The Toolebuc Formation was deposited in the southern edge of a late Albian Toolebuc Sea, which featured an anaerobic, relatively deep-water marine environment to the north and an aerobic, shallow-water marine and brackish environment to the south. Its paleofauna of pelagic (open ocean) invertebrates like ammonites, belemnites, and coleoids and the presence of benthic invertebrates suggests that most fossils derive from a shallow near-shore marine setting with poorly oxygenated water. This Toolebuc Sea was part of what now composes the Great Artesian Basin complex in the southern Tethys Ocean, an ancient sea that dissipated in the early-mid Cenozoic era. The Toolebuc Formation preserves most of Australia's pterosaur fossils, including those of the anhanguerians Haliskia, Mythunga, Thapunngaka, and an indeterminate taxon.

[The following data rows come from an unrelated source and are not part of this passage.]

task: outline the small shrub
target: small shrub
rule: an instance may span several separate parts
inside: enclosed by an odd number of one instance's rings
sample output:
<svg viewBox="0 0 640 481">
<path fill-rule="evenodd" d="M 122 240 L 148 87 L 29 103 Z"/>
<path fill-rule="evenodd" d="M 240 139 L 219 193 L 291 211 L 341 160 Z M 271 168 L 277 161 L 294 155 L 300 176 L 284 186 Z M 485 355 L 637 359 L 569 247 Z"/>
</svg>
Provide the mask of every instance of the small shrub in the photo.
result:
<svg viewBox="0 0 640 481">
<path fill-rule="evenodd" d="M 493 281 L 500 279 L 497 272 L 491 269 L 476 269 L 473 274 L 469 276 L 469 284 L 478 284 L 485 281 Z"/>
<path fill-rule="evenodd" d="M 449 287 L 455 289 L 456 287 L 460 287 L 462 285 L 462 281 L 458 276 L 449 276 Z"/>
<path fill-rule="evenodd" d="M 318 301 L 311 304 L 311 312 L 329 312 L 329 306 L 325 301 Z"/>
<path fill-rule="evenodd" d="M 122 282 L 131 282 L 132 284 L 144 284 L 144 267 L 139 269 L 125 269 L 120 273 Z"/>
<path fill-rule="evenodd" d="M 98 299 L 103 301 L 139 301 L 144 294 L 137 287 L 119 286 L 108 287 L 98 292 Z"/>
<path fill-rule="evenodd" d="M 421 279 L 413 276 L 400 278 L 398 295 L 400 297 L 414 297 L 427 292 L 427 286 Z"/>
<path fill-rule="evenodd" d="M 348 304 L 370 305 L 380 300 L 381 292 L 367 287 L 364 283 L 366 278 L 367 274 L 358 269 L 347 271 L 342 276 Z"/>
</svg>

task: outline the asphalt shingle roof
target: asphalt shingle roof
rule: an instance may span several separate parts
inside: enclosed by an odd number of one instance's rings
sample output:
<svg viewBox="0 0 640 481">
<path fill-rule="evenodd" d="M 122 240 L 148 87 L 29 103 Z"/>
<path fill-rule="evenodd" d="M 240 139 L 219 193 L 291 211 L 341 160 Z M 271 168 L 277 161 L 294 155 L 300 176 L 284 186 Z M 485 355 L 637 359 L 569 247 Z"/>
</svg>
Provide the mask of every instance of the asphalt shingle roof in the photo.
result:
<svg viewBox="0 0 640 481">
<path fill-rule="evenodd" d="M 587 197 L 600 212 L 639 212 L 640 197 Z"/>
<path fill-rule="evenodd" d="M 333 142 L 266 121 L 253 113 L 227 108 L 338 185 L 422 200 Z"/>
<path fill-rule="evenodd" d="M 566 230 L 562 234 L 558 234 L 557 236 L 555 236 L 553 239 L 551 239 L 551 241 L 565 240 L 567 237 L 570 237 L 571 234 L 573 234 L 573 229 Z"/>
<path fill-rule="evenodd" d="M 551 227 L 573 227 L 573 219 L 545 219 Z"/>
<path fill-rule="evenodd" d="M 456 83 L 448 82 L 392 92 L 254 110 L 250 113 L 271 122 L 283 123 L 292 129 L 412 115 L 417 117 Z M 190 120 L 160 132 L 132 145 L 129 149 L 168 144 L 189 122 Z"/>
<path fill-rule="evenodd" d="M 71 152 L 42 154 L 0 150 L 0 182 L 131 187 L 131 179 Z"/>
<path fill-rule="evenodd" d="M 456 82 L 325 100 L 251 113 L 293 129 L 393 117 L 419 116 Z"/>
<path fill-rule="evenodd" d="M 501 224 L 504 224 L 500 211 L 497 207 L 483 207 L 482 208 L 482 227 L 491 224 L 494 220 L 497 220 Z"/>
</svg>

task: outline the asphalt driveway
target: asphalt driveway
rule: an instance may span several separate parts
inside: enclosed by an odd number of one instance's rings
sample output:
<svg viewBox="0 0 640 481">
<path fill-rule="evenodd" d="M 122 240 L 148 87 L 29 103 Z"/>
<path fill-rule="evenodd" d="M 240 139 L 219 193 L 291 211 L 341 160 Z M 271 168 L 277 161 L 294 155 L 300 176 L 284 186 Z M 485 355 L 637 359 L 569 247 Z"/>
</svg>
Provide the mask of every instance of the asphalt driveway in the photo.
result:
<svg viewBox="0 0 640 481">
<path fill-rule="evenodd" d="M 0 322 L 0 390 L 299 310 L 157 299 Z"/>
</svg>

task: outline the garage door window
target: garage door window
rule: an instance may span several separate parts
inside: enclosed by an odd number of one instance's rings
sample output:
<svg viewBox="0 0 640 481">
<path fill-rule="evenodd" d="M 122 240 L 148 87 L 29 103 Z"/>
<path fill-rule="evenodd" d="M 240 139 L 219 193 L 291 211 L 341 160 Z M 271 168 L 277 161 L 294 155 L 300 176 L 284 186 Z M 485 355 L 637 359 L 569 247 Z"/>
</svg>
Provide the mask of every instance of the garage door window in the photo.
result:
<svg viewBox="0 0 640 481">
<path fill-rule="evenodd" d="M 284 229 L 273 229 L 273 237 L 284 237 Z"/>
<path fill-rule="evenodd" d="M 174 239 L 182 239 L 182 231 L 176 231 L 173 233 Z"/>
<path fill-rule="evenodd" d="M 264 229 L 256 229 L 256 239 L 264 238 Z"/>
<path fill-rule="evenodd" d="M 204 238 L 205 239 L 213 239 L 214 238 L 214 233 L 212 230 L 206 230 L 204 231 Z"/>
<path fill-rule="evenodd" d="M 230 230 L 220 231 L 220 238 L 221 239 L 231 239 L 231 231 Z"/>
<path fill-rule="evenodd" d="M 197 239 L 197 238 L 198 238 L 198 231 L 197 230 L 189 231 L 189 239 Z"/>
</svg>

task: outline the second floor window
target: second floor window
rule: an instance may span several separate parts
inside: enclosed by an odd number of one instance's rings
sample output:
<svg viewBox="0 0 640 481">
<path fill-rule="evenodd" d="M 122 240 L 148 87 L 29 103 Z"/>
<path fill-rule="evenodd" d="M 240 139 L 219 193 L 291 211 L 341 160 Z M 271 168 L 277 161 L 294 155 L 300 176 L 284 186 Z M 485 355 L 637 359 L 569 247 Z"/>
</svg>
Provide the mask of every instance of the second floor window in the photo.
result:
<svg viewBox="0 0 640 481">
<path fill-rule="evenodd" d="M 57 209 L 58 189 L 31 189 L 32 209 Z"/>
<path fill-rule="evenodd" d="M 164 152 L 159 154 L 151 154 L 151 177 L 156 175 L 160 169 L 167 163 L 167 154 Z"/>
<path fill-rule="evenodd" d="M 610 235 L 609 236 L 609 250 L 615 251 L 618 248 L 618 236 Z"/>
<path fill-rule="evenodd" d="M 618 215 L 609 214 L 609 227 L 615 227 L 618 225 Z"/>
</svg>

Being an oceanic deposit, the Toolebuc Formation bears an array of marine reptile fossils including from the plesiosaurs Kronosaurus and Eromangasaurus, ichthyosaur Platypterygius, and the sea turtles Bouilachelys, Cratochelone, and Notochelone. Three dinosaurs, the parankylosaur Kunbarrasaurus, an unnamed sauropod, and the enantiornithean bird Nanantius have been reported as well. Many fish fossils have been discovered, such as those of the pachycormiform Australopachycormus, the ichthyodectid Cooyoo, the aspidorhyhnchid Richmondichthys, and the shark Pseudocorax.